Ospedale Inrca-Osimo:
nuovi ambulatori,
Pronto soccorso sotto organico
L’ospedale di Osimo incrementa l’attività dei suoi ambulatori ma il numero dei medici al pronto soccorso continua ad essere sotto organico. Gli ultimi concorsi, la scorsa primavera, sono andati deserti, all’inizio di ottobre un sanitario, come preannunciato, ha lasciato l’incarico optando per l’assunzione in un’altra struttura sanitaria. Per bilanciare i turni, come avviene nella prassi di molti ospedali italiani, l’Inrca ha offerto la possibilità ai camici bianchi che lavorano in altri reparti (anche nell’ospedale dorico della Montagnola) di svolgere turni singoli, vale a dire alcune ore a supporto dei colleghi del pronto soccorso del ‘Ss. Benvenuto e Rocco’. Incarico che prevede una maggiorazione economica. Anche in questo caso però non c’è stata la ressa per cogliere questa opportunità. I medici del pronto soccorso, in qualsiasi presidio ospedaliero del mondo, sono in prima linea e devono aver maturato un minimo di esperienza e professionalità. Non tutti gli specialisti se la sentono di mettersi a servizio di un reparto di Medicina d’Urgenza che in certi orari, tra l’altro, è sprovvisto delle consulenze di supporto e che, soprattutto nei week end, registra un numero esponenziale di accessi impropri, i cosiddetti ‘codici bianchi’.

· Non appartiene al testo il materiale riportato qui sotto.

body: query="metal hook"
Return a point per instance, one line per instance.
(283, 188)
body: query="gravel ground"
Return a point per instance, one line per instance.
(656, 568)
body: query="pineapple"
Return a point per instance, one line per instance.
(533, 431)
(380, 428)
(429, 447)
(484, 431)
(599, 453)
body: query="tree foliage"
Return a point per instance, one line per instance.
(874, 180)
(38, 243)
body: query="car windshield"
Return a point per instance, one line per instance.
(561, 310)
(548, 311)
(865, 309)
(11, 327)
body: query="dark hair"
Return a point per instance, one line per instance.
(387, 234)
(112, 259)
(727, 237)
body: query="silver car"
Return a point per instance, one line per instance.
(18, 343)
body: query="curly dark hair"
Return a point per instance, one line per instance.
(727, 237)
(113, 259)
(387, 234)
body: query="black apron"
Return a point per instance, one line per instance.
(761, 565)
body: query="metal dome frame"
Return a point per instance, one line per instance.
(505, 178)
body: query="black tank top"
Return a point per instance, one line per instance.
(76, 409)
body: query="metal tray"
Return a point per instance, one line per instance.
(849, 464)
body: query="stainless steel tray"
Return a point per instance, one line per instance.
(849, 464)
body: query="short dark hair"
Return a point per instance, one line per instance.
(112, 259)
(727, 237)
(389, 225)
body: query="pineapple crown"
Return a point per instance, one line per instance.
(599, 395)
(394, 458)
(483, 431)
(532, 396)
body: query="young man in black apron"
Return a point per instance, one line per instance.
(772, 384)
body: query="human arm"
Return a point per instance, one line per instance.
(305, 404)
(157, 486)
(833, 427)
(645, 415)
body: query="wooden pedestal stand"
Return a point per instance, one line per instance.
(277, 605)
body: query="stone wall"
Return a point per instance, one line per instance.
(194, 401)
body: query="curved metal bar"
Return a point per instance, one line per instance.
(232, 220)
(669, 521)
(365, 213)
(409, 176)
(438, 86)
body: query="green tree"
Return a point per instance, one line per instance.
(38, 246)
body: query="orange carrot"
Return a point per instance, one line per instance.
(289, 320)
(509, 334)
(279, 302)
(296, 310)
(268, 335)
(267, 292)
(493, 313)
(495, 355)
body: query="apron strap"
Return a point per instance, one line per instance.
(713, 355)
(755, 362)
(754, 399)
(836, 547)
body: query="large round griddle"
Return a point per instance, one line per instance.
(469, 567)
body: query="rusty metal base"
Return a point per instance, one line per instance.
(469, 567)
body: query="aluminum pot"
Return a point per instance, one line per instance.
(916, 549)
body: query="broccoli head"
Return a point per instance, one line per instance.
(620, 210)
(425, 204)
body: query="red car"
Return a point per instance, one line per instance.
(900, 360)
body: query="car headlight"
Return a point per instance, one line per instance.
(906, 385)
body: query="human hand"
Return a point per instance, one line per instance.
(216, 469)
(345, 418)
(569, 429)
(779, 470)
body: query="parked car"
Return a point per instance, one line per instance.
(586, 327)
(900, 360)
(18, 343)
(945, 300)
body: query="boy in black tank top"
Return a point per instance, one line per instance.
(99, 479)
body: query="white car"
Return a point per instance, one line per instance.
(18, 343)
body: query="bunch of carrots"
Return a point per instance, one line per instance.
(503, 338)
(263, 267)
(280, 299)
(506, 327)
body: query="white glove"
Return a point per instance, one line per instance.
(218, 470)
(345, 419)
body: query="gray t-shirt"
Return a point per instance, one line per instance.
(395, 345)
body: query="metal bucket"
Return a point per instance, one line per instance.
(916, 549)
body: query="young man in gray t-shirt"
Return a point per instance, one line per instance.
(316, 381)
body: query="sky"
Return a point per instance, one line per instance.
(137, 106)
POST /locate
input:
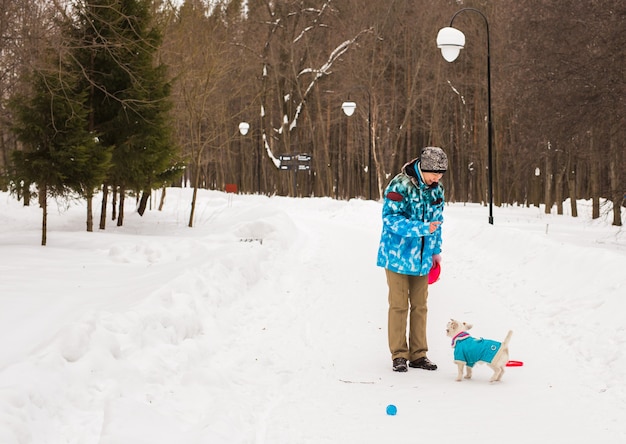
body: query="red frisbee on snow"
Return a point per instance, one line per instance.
(433, 275)
(514, 364)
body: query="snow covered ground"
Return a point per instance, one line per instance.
(266, 323)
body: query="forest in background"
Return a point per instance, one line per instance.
(286, 67)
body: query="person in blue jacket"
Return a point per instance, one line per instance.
(409, 245)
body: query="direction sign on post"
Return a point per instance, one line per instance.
(297, 162)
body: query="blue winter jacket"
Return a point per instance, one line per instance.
(406, 244)
(472, 350)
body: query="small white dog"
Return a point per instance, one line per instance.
(469, 351)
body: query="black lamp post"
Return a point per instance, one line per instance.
(450, 40)
(349, 108)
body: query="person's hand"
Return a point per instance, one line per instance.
(434, 225)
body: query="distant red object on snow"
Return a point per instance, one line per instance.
(514, 364)
(433, 275)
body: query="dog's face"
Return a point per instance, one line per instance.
(455, 327)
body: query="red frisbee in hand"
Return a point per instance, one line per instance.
(514, 364)
(433, 275)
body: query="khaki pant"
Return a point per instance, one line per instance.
(408, 296)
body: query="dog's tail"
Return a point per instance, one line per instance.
(505, 343)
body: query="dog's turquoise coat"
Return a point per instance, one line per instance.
(471, 350)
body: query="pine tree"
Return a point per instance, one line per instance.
(59, 154)
(128, 94)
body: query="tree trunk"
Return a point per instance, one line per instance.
(616, 193)
(103, 206)
(547, 197)
(162, 201)
(143, 202)
(571, 186)
(89, 198)
(120, 217)
(43, 203)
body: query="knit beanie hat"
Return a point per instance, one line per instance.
(433, 160)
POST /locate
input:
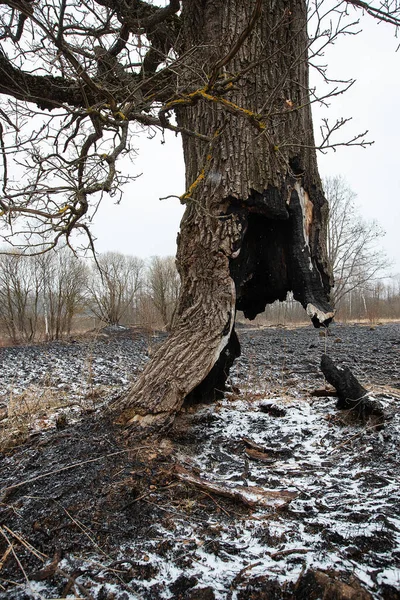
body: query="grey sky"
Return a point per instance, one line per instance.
(142, 225)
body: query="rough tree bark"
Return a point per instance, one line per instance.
(255, 219)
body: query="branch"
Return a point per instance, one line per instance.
(237, 45)
(388, 16)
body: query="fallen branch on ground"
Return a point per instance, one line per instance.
(351, 394)
(251, 496)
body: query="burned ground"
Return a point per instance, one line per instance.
(86, 513)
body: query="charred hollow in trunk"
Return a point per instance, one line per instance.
(255, 219)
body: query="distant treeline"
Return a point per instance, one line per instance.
(56, 294)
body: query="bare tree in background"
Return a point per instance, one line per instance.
(114, 282)
(163, 287)
(64, 278)
(353, 242)
(235, 75)
(21, 288)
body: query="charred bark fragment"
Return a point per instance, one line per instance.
(351, 394)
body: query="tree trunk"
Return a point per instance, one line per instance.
(255, 221)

Per questa carenza di organico, al pronto soccorso di Osimo non è stato ancora possibile attivare il doppio turno medico notturno. Di settimana in settimana si attende, poi, la consegna delle nuove stanze della terza corsia di Chirurgia che, secondo il progetto originale, dovrebbero essere utilizzate per accogliere i letti di ricovero in osservazione breve del pronto soccorso. L’attività specialistica ambulatoriale del presidio ospedaliero osimano, invece, continua a migliorare. “Sono state attivate 17 ore settimanali per la Dermatologia, 10 ore settimanali per l’Otorino, 16 ore settimanali per l’Oculistica. – fa sapere il sindaco Simone Pugnaloni – Avere un medico specialista a disposizione in ospedale significa anche supportare l’attività dei reparti, in primis il pronto soccorso. Entro fine anno giungerà poi il secondo ortopedico. Bene così, la sanita’ ad Osimo è viva e continua a professionalizzare il suo servizio alla comunità”.